ProPublica has been addressing this problem by taking existing public policy and government data and transforming it into compelling stories and applications. Using the data to produce national stories based on analysis of the data and specific data inspection applications, ProPublica has been working to make the data that you care about more accessible when you need it.

ProPublica is one of the few organizations of its kind that cares about both storytelling and data interpretation. With this in mind, we partnered with ProPublica to transform some of their data into stories. In particular, we have been working with data related to high schools, the educational opportunities that each provides and the overall economic state of their student body. Using ProPublica’s core data, Quill is producing stories that focus on the educational opportunities at a school, where there are gaps and the conditions that are correlated with them, and how those opportunities compare within the school’s district and state.
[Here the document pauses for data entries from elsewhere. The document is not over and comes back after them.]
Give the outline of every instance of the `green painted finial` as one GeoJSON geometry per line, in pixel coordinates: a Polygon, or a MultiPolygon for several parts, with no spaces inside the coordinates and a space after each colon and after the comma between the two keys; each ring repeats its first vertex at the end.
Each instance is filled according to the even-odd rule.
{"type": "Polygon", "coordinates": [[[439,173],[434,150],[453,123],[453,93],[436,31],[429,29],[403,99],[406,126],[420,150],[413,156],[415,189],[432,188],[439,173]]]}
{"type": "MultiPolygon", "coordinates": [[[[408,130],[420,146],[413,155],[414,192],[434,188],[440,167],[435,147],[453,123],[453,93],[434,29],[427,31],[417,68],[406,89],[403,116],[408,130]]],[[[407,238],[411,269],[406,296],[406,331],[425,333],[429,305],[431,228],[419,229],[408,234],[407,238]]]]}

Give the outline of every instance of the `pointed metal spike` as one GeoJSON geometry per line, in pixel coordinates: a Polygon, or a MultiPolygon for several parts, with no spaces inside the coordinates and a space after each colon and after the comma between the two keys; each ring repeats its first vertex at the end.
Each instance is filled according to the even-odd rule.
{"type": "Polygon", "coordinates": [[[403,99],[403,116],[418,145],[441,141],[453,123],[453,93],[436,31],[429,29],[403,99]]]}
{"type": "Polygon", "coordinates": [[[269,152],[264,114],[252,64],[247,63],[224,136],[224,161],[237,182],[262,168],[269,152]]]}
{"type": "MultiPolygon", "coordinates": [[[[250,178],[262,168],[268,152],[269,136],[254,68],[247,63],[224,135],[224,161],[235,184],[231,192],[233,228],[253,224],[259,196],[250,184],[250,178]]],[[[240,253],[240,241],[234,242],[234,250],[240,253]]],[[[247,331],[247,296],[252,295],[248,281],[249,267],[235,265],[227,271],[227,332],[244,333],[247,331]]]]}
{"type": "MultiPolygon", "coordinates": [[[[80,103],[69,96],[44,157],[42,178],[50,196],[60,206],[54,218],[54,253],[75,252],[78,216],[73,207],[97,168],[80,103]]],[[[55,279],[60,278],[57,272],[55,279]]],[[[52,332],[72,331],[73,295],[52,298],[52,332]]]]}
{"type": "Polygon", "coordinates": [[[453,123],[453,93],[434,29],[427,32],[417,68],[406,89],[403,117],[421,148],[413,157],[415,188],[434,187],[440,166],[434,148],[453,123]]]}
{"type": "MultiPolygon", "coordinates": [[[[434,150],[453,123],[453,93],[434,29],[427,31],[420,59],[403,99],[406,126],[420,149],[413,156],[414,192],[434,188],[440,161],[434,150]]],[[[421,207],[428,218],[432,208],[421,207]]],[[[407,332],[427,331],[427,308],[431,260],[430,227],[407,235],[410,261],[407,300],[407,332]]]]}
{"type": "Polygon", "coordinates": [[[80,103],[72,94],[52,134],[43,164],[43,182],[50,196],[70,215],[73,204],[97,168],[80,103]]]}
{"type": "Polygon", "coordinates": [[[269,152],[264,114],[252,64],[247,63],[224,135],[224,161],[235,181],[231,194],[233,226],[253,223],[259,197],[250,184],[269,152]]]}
Producing tens of the thousands of stories, Quill has written an entire nation of school stories that are relevant to students, teachers, parents and policymakers, no matter what school or district is of interest to them. Directed by both the data and the editorial and analytic guidance of ProPublica, Quill has automatically generated clear, concise narrative descriptions of the educational opportunities (and gaps in those opportunities) for every high school in the country.

A parent interested in the schools available to their own children can now read about those schools and see how they stack up to others in the area, others in the state, or others across the country. These stories go beyond the data to a level of insight that makes them both highly informative and strikingly relevant.

We see this work as a great expression of how automated storytelling can transform the often-difficult world of data into a plainspoken world of insight. We are looking forward to putting Quill to work on other public data sources to achieve the goal of information transparency that we believe is long overdue.